The results for the larger corpus of 356k papers show a roughly consistent fraction of mineable papers in PMC that appears to be independent of the total number of citations for the gene:

Percentage of references with full text in Pubmed Central

Percentage of references for each gene search with full text in Pubmed Central, sorted by number of total references (PDF1).

The results for the smaller corpus resulting from searching Entrez Gene by gene ID were similar:

Percentage of references with full text in Pubmed Central

Percentage of references for each gene search with full text in Pubmed Central, sorted by number of total references (PDF2).

For unique references combined across all 227 gene searches, the fraction of mineable articles in Pubmed Central made up roughly 16-18%:

  By gene name By gene ID
Unique refs 355,781 54,308
Mineable In PMC 58,719 9,885
Percentage 16.5% 18.2%

There is another way to look at the data, which is not across the set of references for all genes, but on a gene-by-gene basis.
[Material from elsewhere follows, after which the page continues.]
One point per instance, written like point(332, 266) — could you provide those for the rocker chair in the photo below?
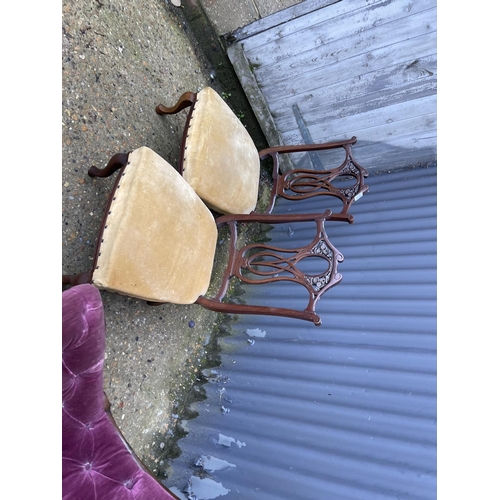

In other words, if you are working on a particular gene, what fraction of the articles on your gene can you expect to find on PMC in a mineable form?

Here is the distribution for the 227 Ras gene searches by gene name:

Distribution of full text ratios for different gene name searches

Distribution of full text ratios for different gene name searches (PDF3).

And for the searches in Entrez Gene by gene ID:

Distribution of full text ratios for references in Entrez gene

Distribution of full text ratios for references in Entrez gene (PDF4).

The mean and standard deviation for full text percentages across the full set of genes:

  By gene name By gene ID
Mean % in PMC 20.8% 18.7%
Std Deviation 9.4% 6.9%

As the histograms and the summary statistics show, while on average you might expect to find 1 out of every 5 articles on your gene available for mining in PMC, there is a lot of variability. If you're unlucky, you could easily end up with less than 1 in 10. Moreover, these results are specifically for a set of gene-based searches related to cancer biology. Our experience in obtaining references for two other less molecularly-focused projects (in diabetes and drug-induced cardiotoxicity), suggests that in other domains of biology, the fraction of open access articles may be substantially less, possibly due to different journal or publication practices.